そんな青木は、自らの人生を「物語」としてコンテンツ化していると明かす。その真相はいかに? 異能の格闘家のアップデートされた人生哲学が今ここに。
聞き手:米田智彦 構成:友清哲 写真:有高唯之
青木真也
総合格闘家
1983年5月9日生まれ。静岡県出身。小学生の頃から柔道を始め、2002年に全日本ジュニア強化選手に選抜される。早稲田大学在学中に、柔道から総合格闘技に転身。「修斗」ミドル級世界王座を獲得。大学卒業後に静岡県警に就職するが、二カ月で退職して再び総合格闘家へ。「DREAM」「ONE FC」の2団体で世界ライト級王者に輝く。著書に『空気を読んではいけない』(幻冬舎)、『ストロング本能 人生を後悔しない「自分だけのものさし」』(KADOKAWA)がある。
ゆるやかにつながれる人間関係をいくつか持っておく
緊急事態宣言こそ明けているものの、まだまだ収束しないコロナ禍により、人々は孤独に苛まれている。会社に行かずリモートワークが定着し、以前のように自由に仲間と集まることができないことから、独りで過ごす時間が格段に増えているからだ。
そこでふと感じるのは、孤独とある種の“面倒臭さ”は、常にトレードオフの関係にあるということだ。
たとえば男女の恋愛関係についてよく、「女なんて面倒くさい」「独りでいる方が気楽でいい」と語る男が少なくないのは、まさにそれを言い表している。
どんなに魅力的な異性であっても、親密な関係になることでバランスを崩す部分はどうしてもあるはずだ。遠巻きに見ていて、たまにすれ違いざまに挨拶をする程度の関係を保っていれば、いつまでも素敵な相手だと思えたものが、いざ付き合い始めると、いつしか互いに愚痴が止まらなくなる。一時期、結婚が人生の墓場と言われたのもそのためだ。
何が言いたいのかというと、人が生きていく上である程度の孤独は必要であり、自身の孤独をいかにマネジメントするかが求められるということだ。

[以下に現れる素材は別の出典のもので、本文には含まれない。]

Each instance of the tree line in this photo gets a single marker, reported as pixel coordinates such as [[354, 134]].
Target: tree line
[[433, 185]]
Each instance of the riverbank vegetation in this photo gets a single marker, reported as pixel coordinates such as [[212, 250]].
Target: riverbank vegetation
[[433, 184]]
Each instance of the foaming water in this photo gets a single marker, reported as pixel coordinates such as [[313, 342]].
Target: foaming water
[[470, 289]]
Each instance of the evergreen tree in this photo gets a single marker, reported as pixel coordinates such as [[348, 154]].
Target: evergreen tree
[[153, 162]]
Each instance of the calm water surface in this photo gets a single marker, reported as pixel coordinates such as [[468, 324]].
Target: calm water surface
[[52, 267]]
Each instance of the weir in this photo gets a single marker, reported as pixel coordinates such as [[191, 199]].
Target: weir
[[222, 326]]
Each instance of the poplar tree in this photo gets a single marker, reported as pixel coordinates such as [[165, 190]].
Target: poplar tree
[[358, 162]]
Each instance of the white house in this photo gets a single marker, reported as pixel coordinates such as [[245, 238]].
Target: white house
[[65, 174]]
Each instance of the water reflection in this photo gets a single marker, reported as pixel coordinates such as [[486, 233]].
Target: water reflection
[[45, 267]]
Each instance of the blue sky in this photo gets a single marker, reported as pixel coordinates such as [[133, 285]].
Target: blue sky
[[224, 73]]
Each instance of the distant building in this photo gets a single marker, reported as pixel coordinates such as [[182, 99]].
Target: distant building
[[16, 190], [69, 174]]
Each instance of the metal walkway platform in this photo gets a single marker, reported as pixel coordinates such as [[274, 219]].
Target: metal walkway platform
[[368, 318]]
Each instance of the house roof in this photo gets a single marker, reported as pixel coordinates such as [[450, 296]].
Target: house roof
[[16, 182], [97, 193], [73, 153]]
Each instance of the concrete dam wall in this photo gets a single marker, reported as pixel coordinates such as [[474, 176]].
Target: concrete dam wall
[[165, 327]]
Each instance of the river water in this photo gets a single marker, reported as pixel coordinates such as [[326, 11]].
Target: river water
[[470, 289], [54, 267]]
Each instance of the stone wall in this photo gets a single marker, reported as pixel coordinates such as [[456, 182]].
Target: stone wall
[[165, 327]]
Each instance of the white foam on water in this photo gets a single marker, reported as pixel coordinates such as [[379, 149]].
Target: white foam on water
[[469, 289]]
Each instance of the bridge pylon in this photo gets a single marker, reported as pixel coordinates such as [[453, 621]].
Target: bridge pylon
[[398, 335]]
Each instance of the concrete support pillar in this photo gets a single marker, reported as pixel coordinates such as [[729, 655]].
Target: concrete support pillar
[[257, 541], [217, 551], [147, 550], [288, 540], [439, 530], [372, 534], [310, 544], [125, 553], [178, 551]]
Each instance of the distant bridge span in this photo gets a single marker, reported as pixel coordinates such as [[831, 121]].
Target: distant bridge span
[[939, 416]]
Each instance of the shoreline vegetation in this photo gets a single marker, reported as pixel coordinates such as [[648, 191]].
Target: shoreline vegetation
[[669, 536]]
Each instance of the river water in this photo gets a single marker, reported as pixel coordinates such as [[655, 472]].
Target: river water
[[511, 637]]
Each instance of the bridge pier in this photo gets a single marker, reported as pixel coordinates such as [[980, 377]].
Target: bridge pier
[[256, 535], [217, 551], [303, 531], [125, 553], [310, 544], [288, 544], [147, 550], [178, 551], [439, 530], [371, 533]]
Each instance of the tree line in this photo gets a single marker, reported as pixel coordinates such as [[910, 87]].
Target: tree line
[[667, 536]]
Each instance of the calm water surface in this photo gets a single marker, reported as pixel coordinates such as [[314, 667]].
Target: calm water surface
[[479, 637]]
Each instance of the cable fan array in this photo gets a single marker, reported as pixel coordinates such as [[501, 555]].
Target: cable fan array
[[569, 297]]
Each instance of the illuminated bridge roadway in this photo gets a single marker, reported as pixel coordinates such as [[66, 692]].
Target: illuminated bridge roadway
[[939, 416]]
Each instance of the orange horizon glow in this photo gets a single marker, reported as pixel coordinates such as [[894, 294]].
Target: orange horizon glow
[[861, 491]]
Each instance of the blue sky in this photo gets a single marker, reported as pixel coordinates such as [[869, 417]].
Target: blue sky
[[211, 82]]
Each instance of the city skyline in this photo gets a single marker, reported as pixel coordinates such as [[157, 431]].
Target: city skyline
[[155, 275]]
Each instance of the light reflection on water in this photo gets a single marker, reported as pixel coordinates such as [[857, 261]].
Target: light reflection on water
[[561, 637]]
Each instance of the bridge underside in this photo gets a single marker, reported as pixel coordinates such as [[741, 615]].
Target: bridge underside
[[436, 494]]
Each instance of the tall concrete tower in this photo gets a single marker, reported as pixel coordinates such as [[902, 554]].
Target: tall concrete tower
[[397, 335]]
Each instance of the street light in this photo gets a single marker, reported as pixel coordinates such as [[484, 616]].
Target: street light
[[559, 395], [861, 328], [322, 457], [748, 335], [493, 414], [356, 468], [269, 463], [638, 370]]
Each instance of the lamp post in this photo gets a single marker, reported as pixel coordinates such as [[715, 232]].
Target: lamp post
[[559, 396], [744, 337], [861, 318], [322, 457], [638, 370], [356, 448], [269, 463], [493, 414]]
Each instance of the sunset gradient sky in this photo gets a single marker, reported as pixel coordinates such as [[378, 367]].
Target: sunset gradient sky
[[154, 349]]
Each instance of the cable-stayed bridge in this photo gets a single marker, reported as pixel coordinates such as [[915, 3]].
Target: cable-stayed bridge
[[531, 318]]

もし、一時の寂しさを紛らわせることだけを目的に恋人を作ろうとしたり、何らかのコミュニティに参加しようと考えるなら、孤独と引き換えに何を失うのかを、もう一度よく考えた方がいいだろう。
その反面、本当の孤独は人に大きなストレスを与えるのも事実だ。孤独が原因で精神を病む人がいることも知っている。
だから理想は、ゆるやかにつながれる人間関係をいくつか持っておくことではないだろうか。そして、その「ゆるやかな人間関係」のさじ加減は人によって違うから、まずは自分なりの理想の距離感を見つけることが重要だ。
このコロナショックで流行り始めたオンライン飲み会にしても、多くのことがリモートで済ませられてしまう時代であることを象徴しているように思えてならない。つまり、孤独との向き合い方を、一人ひとりが考えなければいけない時代が来ているのだ。